Sorry it got… incredibly long. I guess I had a lot to say!
[Obligatory side note: everything I post to this site is my personal
opinion, not necessarily the opinion of my or probably any other employer.]
Scaling in and out of control
Way back in 2016, we were having some trouble getting our team’s releases out the door. We also had out-of-control
bug/task queues and no idea when we’d be done. It was kind of a mess, so I
did what I do best, which is plotting it in a spreadsheet. (If what I do best was actually solving the problem, I assume
they’d have to pay me more.)
Before 2016 though, we had been doing really quite well. As you can see,
our average time between releases was about two months, probably due
primarily to my manager’s iron fist. You might notice that we had some
periodic slower releases, but when I looked into them, it turned out that
they crossed over the December holiday seasons when nobody did any work. So
they were a little longer in wall clock time, but maybe not CPU time. No
big deal. Pretty low standard deviation. Deming
would be proud. Or as my old manager would say, “Cadence trumps mechanism.”
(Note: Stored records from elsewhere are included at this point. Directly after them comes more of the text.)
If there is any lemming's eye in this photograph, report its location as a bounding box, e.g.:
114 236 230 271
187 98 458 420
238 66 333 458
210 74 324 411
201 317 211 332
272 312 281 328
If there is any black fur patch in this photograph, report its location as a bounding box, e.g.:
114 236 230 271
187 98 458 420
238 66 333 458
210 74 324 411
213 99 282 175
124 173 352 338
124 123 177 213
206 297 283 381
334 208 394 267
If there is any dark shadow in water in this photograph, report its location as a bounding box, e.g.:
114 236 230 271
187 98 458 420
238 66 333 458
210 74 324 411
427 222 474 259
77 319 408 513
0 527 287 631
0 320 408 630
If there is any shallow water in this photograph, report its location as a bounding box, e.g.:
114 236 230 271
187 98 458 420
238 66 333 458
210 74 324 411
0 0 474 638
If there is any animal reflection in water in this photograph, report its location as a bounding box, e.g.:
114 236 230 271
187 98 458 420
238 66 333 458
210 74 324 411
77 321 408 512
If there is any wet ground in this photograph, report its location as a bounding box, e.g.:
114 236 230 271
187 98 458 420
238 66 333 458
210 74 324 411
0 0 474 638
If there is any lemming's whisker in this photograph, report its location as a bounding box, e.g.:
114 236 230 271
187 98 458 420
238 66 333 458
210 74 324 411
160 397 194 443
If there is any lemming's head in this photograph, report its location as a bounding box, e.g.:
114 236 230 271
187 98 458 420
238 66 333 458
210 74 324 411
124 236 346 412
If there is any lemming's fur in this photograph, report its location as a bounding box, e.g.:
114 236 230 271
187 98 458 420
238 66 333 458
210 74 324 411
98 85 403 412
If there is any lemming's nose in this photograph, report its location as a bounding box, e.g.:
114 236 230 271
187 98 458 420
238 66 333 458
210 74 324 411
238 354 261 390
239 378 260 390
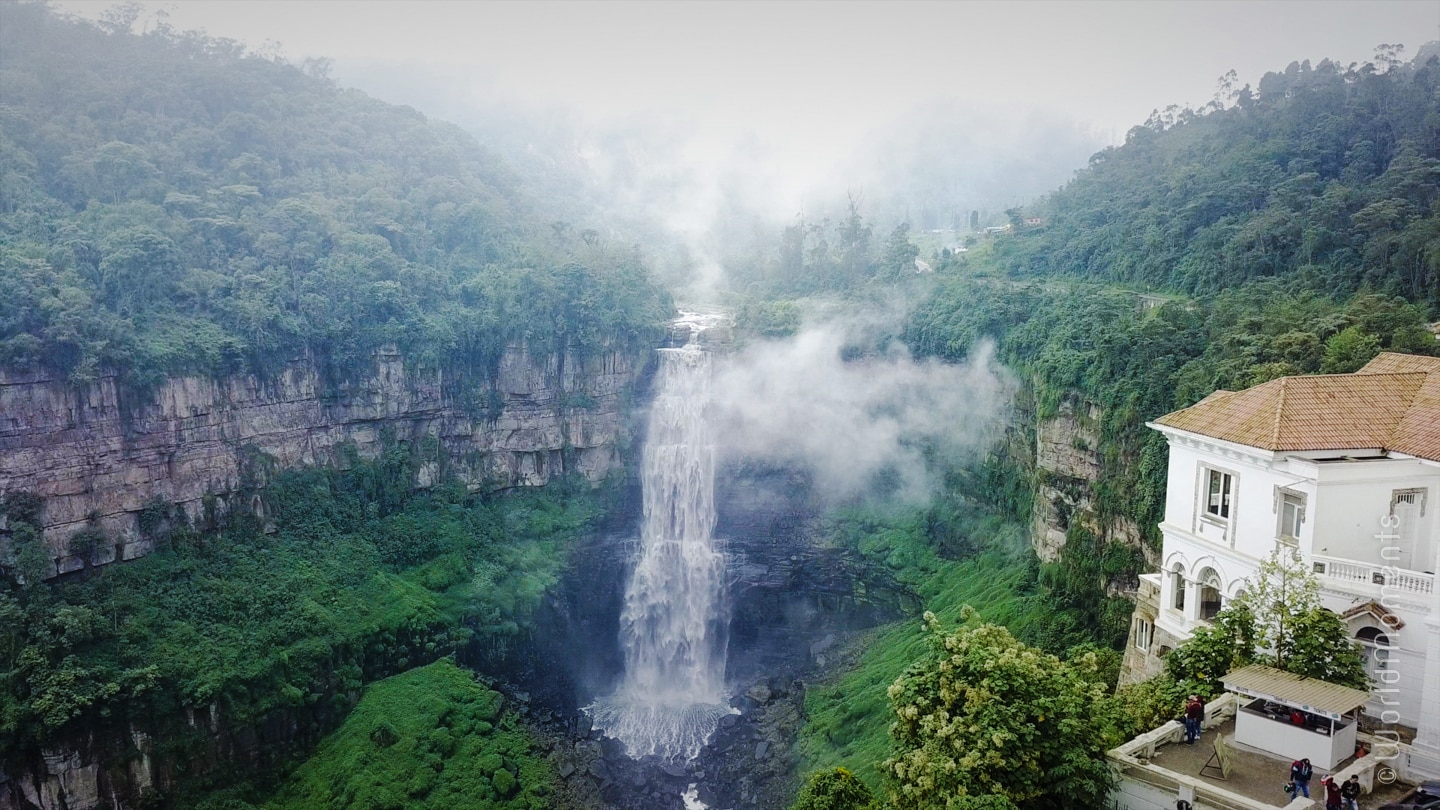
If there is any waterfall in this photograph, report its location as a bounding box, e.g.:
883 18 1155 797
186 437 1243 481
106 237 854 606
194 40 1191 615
586 335 730 760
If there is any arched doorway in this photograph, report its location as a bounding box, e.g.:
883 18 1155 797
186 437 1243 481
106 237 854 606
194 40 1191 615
1198 568 1221 621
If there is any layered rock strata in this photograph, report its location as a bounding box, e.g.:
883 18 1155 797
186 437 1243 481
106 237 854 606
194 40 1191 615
0 346 642 574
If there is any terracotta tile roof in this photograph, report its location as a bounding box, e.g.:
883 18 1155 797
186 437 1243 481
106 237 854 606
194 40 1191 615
1341 600 1405 630
1155 352 1440 461
1220 664 1371 719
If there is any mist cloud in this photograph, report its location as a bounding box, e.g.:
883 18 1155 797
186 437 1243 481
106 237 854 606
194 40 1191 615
711 323 1014 500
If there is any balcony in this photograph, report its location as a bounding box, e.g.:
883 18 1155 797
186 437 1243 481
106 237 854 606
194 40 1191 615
1310 555 1436 600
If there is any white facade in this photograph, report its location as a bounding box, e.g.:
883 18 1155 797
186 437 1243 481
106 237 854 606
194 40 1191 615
1146 424 1440 760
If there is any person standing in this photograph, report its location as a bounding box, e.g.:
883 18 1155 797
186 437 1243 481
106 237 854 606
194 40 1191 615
1341 774 1359 810
1185 695 1205 745
1290 758 1315 798
1320 775 1341 810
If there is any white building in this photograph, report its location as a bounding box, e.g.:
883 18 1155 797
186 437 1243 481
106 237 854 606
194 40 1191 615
1122 353 1440 768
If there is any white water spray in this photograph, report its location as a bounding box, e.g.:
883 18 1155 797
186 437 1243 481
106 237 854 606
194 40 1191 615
586 319 730 760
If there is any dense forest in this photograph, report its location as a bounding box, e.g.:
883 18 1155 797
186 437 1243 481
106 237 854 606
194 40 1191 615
789 41 1440 809
0 3 670 385
0 3 1440 809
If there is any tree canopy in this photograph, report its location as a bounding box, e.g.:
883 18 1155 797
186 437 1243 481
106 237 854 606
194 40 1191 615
884 611 1113 810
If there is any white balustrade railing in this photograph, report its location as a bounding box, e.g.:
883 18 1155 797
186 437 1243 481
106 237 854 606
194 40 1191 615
1310 555 1436 595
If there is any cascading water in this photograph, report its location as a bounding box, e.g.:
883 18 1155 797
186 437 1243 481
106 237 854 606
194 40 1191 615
586 319 730 760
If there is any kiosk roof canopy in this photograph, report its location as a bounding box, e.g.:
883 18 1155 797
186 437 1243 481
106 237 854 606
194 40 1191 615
1220 664 1369 716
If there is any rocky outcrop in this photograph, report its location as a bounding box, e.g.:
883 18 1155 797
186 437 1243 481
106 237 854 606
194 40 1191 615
0 346 642 574
1030 399 1145 562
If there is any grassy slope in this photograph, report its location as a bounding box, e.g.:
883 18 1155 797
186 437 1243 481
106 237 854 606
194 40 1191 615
265 659 556 810
799 504 1038 788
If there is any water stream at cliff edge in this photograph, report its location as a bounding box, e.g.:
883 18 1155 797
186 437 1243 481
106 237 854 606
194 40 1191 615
586 324 732 761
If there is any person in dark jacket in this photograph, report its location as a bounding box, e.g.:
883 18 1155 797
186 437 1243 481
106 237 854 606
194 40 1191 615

What went wrong in 2016? Well, I decided to find out. And now we’re finally getting to the point of this presentation.
But before we introspect, let’s extrospect!
Here’s a trend from a randomly selected company. I wanted to see how other
companies scale up, so I put together a little analysis of Tesla’s
production (from entirely public sources, by the way; beware that I might
have done it completely wrong). The especially interesting part of this
graph (other than how long they went while producing only a tiny number of
Roadsters and nothing else) is when they released the Model X. Before that,
they roughly scaled employees at almost the same rate as they scaled
quarterly vehicle production. With the introduction of the Model X, units
shipped suddenly went up rapidly compared to number of employees, and
sustained at that level.
I don’t know for sure why that’s the case, but it says something about improved automation, which they claim to have further improved for the Model 3 (not shown because I made this graph earlier in the year, and anyway, they probably haven’t gotten the Model 3 assembly straightened out yet).
Tesla is a neat example of working incrementally. When they had a small number of people, they built a car that was economical to produce in small volumes. Then they scaled up slowly, progressively fixing their scaling problems as they went toward slightly-less-luxury car models. They didn’t try to build a Model 3 on day 1, because they would have failed. They didn’t scale any faster than they legitimately could scale.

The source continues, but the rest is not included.